Iacovetti, (Jacobetti, Jacovetti), Pancrazio – Pittore (Calvi, 1445 circa – ante 1513)
Era nato a Calvi, in Umbria, intorno al 1445; il suo nome, con la qualifica “pictor”, appare in un documento datato 8 marzo 1467 conservato nell’Archivio notarile di Calvi.
Fu attivo nella sua comunità e intorno al 1470 probabilmente si sposò ed ebbe tre figli: Giovanbattista, notaio a Civita Castellana e priore della chiesa di S. Paolo a Calvi (ibid., p. 87), Rinaldo, anch’egli pittore, e Jacovetto. I beni che il padre gli aveva lasciato determinarono l’agiatezza nella quale visse.
Gli affreschi di S. Biagio a Corchiano (in provincia di Viterbo) sono tra le sue prime opere conosciute. Solo di recente è stato possibile leggerne la firma, “Pangratius de Carbio pinxit”, cui doveva seguire la data, oggi non più leggibile, ma che si può ritenere successiva al 1466.
Si tratta di figure e storie di santi (Bernardino, Giorgio e il drago, Giovanni Evangelista, Sebastiano, Giacomo Maggiore, Leonardo, Antonio Abate), dell’Annunciazione, della Natività, di due Madonne in trono, di una Madonna col Bambino tra due angeli reggicandela e santi, di un frammento con un santo vescovo, dipinti sulle pareti sud e nord della chiesa che conserva, nella parete nord, affreschi di Antonio da Viterbo, cronologicamente precedenti.
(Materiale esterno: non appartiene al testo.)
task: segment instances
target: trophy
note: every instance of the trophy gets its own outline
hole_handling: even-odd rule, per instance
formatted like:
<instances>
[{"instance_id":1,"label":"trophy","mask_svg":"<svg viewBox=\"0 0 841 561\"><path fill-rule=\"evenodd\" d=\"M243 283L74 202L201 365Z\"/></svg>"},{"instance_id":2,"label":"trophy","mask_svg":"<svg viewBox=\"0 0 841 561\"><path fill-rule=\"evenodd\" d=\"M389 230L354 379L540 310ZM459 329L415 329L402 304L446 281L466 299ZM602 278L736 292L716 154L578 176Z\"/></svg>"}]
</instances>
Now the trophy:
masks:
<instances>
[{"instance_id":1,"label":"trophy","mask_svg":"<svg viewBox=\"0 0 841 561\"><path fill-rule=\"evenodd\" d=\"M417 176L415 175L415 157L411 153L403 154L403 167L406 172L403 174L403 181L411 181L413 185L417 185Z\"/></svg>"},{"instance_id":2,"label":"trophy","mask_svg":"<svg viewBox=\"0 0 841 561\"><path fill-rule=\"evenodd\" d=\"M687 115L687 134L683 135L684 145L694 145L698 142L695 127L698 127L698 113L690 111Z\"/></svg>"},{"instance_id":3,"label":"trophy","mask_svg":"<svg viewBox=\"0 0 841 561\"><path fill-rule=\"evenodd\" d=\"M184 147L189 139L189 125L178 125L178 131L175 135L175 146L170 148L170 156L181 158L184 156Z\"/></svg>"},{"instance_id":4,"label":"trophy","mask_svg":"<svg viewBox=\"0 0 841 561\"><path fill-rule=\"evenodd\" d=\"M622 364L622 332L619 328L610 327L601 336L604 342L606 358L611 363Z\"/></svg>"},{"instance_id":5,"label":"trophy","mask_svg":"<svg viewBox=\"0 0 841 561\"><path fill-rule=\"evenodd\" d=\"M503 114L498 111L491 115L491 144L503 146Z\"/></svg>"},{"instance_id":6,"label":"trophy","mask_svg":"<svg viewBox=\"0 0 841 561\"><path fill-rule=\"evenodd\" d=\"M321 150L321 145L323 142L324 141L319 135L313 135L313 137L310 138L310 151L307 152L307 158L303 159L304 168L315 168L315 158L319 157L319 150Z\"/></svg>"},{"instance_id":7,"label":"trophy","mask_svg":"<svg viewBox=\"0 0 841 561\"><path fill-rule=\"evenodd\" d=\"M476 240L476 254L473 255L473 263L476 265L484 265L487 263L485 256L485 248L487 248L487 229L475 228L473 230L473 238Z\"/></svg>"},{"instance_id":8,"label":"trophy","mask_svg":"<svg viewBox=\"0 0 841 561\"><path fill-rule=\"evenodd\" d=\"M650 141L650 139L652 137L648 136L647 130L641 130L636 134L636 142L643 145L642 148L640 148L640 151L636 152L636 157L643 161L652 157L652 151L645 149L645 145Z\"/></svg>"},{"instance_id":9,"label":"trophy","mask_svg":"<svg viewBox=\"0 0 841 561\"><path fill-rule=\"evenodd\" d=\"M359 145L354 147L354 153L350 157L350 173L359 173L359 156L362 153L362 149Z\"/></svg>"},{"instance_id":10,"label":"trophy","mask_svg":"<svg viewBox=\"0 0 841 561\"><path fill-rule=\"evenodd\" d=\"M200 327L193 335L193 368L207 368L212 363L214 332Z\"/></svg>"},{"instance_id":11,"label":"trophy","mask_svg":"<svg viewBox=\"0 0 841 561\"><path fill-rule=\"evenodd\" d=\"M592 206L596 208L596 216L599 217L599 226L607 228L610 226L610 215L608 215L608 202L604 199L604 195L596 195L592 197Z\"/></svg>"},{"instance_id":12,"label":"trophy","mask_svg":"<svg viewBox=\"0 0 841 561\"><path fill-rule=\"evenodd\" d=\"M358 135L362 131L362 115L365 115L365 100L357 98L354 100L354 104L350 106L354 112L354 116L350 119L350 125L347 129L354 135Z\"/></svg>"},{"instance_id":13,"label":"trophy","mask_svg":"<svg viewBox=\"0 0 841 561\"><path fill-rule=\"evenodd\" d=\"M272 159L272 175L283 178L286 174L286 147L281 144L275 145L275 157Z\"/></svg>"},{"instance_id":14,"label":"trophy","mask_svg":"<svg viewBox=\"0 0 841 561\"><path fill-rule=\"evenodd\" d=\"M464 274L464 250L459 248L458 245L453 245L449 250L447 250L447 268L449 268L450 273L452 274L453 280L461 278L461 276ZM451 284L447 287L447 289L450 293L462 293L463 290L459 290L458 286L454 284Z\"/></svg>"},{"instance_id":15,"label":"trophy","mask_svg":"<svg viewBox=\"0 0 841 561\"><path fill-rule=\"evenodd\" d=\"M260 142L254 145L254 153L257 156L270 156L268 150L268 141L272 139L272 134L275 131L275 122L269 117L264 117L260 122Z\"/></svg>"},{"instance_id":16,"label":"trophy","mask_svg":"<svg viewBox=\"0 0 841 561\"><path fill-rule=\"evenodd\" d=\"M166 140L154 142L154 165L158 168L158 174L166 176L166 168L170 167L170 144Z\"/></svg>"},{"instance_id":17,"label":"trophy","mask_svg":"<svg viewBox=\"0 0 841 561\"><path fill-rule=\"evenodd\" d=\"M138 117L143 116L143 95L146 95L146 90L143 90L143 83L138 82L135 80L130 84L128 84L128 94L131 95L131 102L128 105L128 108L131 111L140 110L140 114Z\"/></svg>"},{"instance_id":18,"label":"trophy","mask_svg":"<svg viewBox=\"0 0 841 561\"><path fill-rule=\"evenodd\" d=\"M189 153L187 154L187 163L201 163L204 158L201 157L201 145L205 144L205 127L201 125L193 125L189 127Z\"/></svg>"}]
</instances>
L’angelo dell’Annunciazione richiama quello realizzato da Lorenzo da Viterbo nella cappella Mazzatosta nella chiesa viterbese di S. Maria della Verità, terminata nel 1469.
Operò successivamente a Narni e gli affreschi di Narni e di Corchiano, ancor prima della individuazione del nome dell’artista in questi ultimi, erano stati ascritti dalla critica a un medesimo artista: per alcuni un “Panciatico”, per altri Lorenzo da Viterbo o un suo seguace detto Maestro di Corchiano.
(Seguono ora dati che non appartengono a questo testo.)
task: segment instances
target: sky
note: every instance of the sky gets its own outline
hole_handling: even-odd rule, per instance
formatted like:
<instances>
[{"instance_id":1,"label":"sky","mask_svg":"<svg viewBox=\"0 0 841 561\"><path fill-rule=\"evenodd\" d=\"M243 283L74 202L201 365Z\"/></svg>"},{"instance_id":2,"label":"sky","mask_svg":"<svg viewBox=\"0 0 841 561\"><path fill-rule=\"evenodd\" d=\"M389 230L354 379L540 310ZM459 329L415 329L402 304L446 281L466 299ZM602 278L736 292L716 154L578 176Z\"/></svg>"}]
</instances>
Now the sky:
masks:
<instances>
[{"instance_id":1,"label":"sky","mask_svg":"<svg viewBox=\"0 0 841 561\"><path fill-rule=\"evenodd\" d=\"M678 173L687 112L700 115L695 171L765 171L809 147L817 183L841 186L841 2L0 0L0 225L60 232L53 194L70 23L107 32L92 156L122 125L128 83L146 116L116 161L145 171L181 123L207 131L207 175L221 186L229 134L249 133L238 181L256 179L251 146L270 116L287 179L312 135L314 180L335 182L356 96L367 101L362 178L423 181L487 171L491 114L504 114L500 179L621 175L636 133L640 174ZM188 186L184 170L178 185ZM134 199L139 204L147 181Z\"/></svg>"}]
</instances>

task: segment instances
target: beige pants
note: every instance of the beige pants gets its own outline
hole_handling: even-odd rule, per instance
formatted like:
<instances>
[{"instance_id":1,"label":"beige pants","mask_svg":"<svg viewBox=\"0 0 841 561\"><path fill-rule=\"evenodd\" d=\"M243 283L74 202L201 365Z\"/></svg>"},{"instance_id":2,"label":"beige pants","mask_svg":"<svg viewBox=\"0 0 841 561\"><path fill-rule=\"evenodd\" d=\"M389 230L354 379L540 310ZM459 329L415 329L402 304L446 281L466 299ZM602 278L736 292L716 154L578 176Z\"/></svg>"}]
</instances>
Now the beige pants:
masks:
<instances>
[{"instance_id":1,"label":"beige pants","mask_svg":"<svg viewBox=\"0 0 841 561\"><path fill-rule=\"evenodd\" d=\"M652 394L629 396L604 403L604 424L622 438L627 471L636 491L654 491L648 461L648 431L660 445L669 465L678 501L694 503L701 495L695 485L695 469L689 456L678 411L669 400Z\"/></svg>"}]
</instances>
Il raffronto tra la tavola di Viterbo e gli affreschi di Corchiano e di Narni fa emergere una personalità pittorica che, con esiti discontinui, appare caratterizzata dalla “fusione di modelli umbri e viterbesi”, molto vicina a quella del pittore antoniazzesco attivo nel ciclo nel monastero di Tor de’ Specchi a Roma, terminato nel 1464. Altro apporto decisivo, specie per la resa delle prospettive e dello spazio, fu quello di Benozzo Gozzoli che a Viterbo lavorò dal 1453 (affreschi con la Vita di s. Rosa nella chiesa delle clarisse, oggi perduti, ma documentati da alcuni disegni).
Non si conoscono il luogo e la data di morte dello J., che però doveva essere forse già avvenuta nell’aprile del 1513, quando i tre figli vendettero un appezzamento di terra di proprietà della famiglia ancora indiviso. Comunque in un documento del 1516 Rinaldo è definito figlio del defunto maestro P.
BIBL.: https://www.treccani.it/enciclopedia/pancrazio-iacovetti; R. Faraglia, voce Iacovetti Pancrazio in Dizionario biografico degli italiani, Vol. 62, Roma 2004; S. Santolini, Una nuova figura di artista umbro della fine del Quattrocento: P. J. da Calvi, in Storia dell’arte, 1995, n. 83, pp. 48-81; Id., Presenze antoniazzesche nell’Umbria meridionale: da P. J. a Evangelista Aquili, in Le due Rome del Quattrocento, Melozzo, Antoniazzo e la cultura artistica del ‘400romano. Atti del Convegno… 1996, a cura di S. Rossi – S. Valeri, Roma 1997, pp. 48-54; Id., I pittori del sacro: P. e Rinaldo Iacovetti da Calvi: una famiglia di pittori umbri tra XV e XVI secolo, Arrone 2001.